L’aggressore intanto si era dato alla fuga correndo verso la sua auto, parcheggiata a poca distanza. “Prese dal panico non abbiamo avuto modo di prendere la targa della macchina sulla quale è salito e scappato”, ha ammesso Erika con rammarico. L’uomo ha fatto perdere le sue tracce nel traffico serale della Collatina, lasciando le sue vittime in preda allo sconforto.
L’intervento della polizia e le indagini
Subito dopo l’accaduto, un piccolo barlume di speranza è apparso sotto forma di una pattuglia della polizia che transitava sulla Collatina. Le quattro donne hanno fermato l’auto delle forze dell’ordine e, visibilmente scosse, hanno spiegato agli agenti quanto era appena successo.
I poliziotti hanno ascoltato la testimonianza e si sono accertati delle loro condizioni fisiche, che fortunatamente erano buone, al netto dello spavento e della situazione sgradevole. “Si sono accertati che stessimo bene, però non è successo altro”, ha raccontato Erika, sottolineando che, al momento, non ci sono stati sviluppi concreti nell’identificazione dell’aggressore.
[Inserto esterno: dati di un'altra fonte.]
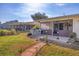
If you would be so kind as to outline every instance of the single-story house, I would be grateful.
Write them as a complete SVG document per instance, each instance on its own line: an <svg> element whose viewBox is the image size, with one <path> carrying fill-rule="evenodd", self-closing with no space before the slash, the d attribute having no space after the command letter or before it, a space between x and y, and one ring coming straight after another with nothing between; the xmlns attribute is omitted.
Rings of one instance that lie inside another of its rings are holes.
<svg viewBox="0 0 79 59"><path fill-rule="evenodd" d="M15 29L17 31L27 31L33 28L33 22L6 22L1 24L0 29Z"/></svg>
<svg viewBox="0 0 79 59"><path fill-rule="evenodd" d="M69 36L70 33L75 32L79 38L79 14L53 17L36 22L39 22L40 26L43 24L48 26L52 35L56 35L57 32L60 36Z"/></svg>

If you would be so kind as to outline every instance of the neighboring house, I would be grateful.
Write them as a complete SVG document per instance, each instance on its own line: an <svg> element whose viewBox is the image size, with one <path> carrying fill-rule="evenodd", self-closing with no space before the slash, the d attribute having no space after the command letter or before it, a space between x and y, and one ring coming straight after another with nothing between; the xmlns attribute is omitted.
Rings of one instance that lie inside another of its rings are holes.
<svg viewBox="0 0 79 59"><path fill-rule="evenodd" d="M47 20L38 20L37 22L49 26L52 35L59 33L60 36L69 36L71 32L75 32L79 38L79 14L53 17Z"/></svg>

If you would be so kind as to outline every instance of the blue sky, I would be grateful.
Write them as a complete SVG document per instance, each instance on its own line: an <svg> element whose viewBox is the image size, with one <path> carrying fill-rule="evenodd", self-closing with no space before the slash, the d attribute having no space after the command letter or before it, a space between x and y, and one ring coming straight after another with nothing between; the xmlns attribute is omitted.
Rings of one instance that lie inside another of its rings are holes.
<svg viewBox="0 0 79 59"><path fill-rule="evenodd" d="M0 3L0 21L33 21L31 14L44 12L49 17L79 13L78 3Z"/></svg>

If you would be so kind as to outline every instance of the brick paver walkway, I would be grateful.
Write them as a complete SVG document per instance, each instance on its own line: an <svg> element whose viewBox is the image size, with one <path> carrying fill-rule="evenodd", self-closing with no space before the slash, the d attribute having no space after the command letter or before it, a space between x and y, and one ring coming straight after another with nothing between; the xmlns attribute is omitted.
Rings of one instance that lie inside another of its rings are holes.
<svg viewBox="0 0 79 59"><path fill-rule="evenodd" d="M40 50L40 48L42 48L45 45L45 43L43 42L39 42L36 45L27 48L22 54L21 56L34 56L36 55L36 53Z"/></svg>

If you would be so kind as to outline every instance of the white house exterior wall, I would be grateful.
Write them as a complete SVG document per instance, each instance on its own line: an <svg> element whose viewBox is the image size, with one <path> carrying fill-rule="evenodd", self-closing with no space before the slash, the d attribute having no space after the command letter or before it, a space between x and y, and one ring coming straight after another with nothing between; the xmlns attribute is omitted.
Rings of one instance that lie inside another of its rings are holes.
<svg viewBox="0 0 79 59"><path fill-rule="evenodd" d="M75 32L79 38L79 17L73 19L73 32Z"/></svg>

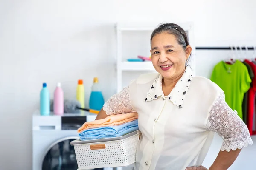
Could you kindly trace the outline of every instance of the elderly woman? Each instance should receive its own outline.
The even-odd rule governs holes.
[[[96,119],[136,111],[142,133],[134,170],[205,170],[215,132],[223,139],[209,170],[227,170],[252,141],[248,129],[209,79],[187,66],[192,48],[186,32],[167,23],[153,32],[152,62],[158,73],[140,76],[105,104]]]

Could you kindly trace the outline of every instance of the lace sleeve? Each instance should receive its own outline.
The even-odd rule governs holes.
[[[108,115],[113,114],[124,114],[134,111],[130,101],[129,87],[125,88],[122,91],[110,98],[104,104],[103,109]]]
[[[252,144],[247,126],[229,107],[221,93],[213,105],[208,118],[207,128],[217,133],[223,139],[221,150],[229,152]]]

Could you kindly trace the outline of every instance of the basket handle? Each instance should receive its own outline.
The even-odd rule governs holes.
[[[140,139],[140,137],[141,136],[141,133],[137,136],[138,136],[138,140],[139,141]]]
[[[106,149],[106,145],[104,144],[91,144],[90,145],[90,149],[91,150]]]

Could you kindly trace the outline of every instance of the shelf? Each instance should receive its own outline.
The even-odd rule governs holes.
[[[119,66],[122,71],[155,71],[150,61],[124,62]]]

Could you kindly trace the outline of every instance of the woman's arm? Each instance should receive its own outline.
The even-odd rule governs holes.
[[[221,150],[210,170],[227,170],[242,147],[253,143],[247,126],[226,102],[224,93],[212,107],[206,126],[208,130],[218,133],[224,140]]]
[[[216,159],[209,168],[209,170],[226,170],[233,164],[241,150],[220,151]]]
[[[126,113],[134,111],[130,101],[129,87],[125,87],[110,98],[104,104],[95,120],[104,119],[115,114]]]

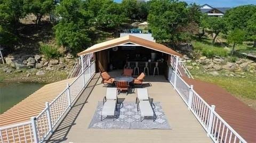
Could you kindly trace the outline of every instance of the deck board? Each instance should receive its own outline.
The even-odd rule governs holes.
[[[161,102],[172,130],[88,129],[97,103],[102,101],[106,93],[106,88],[102,87],[101,81],[97,78],[92,80],[48,142],[212,142],[163,76],[146,77],[146,82],[151,85],[146,88],[154,101]],[[118,95],[118,98],[125,98],[125,102],[133,101],[134,104],[135,97],[135,93],[129,94],[127,96],[121,93]]]

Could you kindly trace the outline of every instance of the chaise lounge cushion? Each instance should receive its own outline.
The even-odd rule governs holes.
[[[138,88],[137,97],[139,100],[148,100],[148,90],[147,88]]]
[[[115,115],[115,109],[116,107],[116,100],[107,100],[103,105],[101,115],[102,116]]]
[[[154,112],[152,107],[148,100],[142,100],[139,103],[140,114],[142,116],[153,116]]]

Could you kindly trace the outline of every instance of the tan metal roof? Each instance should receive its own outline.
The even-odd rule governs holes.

La polizia ha preso nota dell’accaduto, ma senza elementi come la targa, le indagini si annunciano complesse.
L’appello alla cittadinanza e la richiesta di sicurezza
La decisione di Erika a quel punto, è stata di condividere pubblicamente l’episodio su un gruppo social della zona Collatina-Tor Sapienza per avvisare gli altri residenti e frequentatori della zona, invitandoli a prestare la massima attenzione la sera.
L’incubo di “Shpalman” il sedicente giustiziere dei parcheggi
L’episodio disgustoso ha riaperto il dibattito sulla sicurezza urbana, specialmente in quelle zone periferiche, dove i residenti chiedono da tempo più telecamere, e fatto tornare l’incubo di “Shpalman”, il sedicente “giustiziere dei parcheggi” che tra il 2023 e la primavera 2024 aveva scatenato il panico al Tuscolano.
Anche in quegli episodi, l’uomo mai fermato, dai lanci improvvisi di escrementi contro le auto della ragazze, aveva trasformato i raid in incursioni mirate: nell’area di Arco di Travertino, alcune vittime aveva ritrovato escrementi direttamente sui sedili di vetture regolarmente chiuse. Il sospetto fu che l’imbrattatore utilizzasse sistemi di apertura a distanza o forzi le serrature per colpire indisturbato.
Al disgusto per i gesti si aggiunse ben presto il terrore: le donne coinvolte denunciarono di essere state pedinate da un’auto bianca.